Cineworld bought out the American business Regal Entertainment, which makes it the second-largest cinema group in the world. The share price of the stock has been in decline since the takeover was announced in December, so investors are clearly unhappy with the move. The industry is feeling the pinch from streaming services, and traders would like to see the Cineworld experienced enhanced in order for it to stay ahead of rivals.
Hammerson are under pressure today after Credit Suisse downgraded the stock to neutral from outperform, and lowered its price target to 460p from 650p. The Swiss bank cited a ‘cyclical change’ in British shopping patterns as reason for the downgrade. Traditional shopping centres are likely to see a decline in footfall as the popularity of online shopping increases. The stock has fallen to its lowest level since June 2012, and if the bearish move continues it could target 400p.
US markets have turned around and are now pushing higher. Investors are less fearful about the possibility of a trade war. President Trump is contemplating impose tariffs on $60 billion worth of Chinese imports, but seeing as no further progress has been made on that, investors are willing to buy back into the market. Boeing is the barometer of fear for a potential trade war with China, and the stock is reversing early losses.
The US released some encouraging economic indicators today. The New York empire manufacturing report jumped to 22.5 from 13.1 in February, and the consensus was for 15. Import prices last month rose by 0.4%, which was ahead of the 0.2% that economists were expecting. The tick up in prices echoes the increase in PPI yesterday, and this adds to the hawkish sentiment.
EUR/USD has been dented by the firmer US dollar, and the underwhelming French inflation number didn’t help either. France’s CPI rate slipped from 1.5% to 1.3%, meeting forecasts. Yesterday, Mario Draghi, the European Central Bank (ECB) chief, stated that inflation in the bloc is subdued, and today’s report confirms that. Mr Draghi is less likely to alter ECB policy while the cost of living in the region is slipping.

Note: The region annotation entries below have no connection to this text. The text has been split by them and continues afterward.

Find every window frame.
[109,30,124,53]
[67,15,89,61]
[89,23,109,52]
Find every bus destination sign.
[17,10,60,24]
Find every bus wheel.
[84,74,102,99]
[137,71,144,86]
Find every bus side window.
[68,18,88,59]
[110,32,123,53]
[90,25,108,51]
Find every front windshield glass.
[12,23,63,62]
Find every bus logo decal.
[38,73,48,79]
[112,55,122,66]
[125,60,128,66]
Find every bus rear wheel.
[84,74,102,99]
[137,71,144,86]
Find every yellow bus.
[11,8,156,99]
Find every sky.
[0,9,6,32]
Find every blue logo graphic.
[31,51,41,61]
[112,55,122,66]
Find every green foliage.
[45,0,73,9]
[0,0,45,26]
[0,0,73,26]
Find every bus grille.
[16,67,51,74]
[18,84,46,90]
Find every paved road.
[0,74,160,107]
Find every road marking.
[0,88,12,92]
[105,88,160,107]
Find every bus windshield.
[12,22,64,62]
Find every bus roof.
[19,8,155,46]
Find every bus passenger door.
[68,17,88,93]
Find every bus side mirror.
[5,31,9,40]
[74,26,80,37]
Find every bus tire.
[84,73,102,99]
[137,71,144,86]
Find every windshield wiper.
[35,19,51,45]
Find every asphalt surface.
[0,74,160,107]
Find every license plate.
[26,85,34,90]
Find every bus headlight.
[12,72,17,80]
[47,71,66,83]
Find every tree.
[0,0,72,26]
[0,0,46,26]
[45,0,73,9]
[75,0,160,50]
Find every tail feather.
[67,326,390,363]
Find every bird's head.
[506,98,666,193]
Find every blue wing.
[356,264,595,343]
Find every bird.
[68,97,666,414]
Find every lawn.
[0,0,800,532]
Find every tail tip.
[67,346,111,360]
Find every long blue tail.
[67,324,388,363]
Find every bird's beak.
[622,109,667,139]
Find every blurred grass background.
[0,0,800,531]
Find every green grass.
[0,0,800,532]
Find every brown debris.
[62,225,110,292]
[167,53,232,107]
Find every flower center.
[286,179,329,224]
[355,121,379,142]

GBP/USD has managed to nudge higher despite the firmer US dollar. Sterling has been gaining ground against the greenback over the past two weeks. In a quiet week for UK economic announcements, the pound is eyeing up the 1.4000 level, and if the bullish moves continues it could target 1.4150.
Gold has been hit by the firmer US dollar, with the robust economic data from the US the driver behind the move. There are growing signs that costs in the US are rising, and this could add weight to the agreement that the Federal Reserve will continue tightening its monetary policy. The markets are pricing in a high probability of an interest-rate hike next week, and this is likely to keep pressure on gold.
WTI and Brent Crude have ticked higher today, but volatility is low. Oil traders are also keeping an eye on the political situation in the US after the International Energy Agency stated that a trade war could spark ‘strong consequences’ for oil demand. The energy market has been under pressure lately as traders are concerned about the high level of production in the US, and should demand be hit because of a possible trade war, it would make matters worse.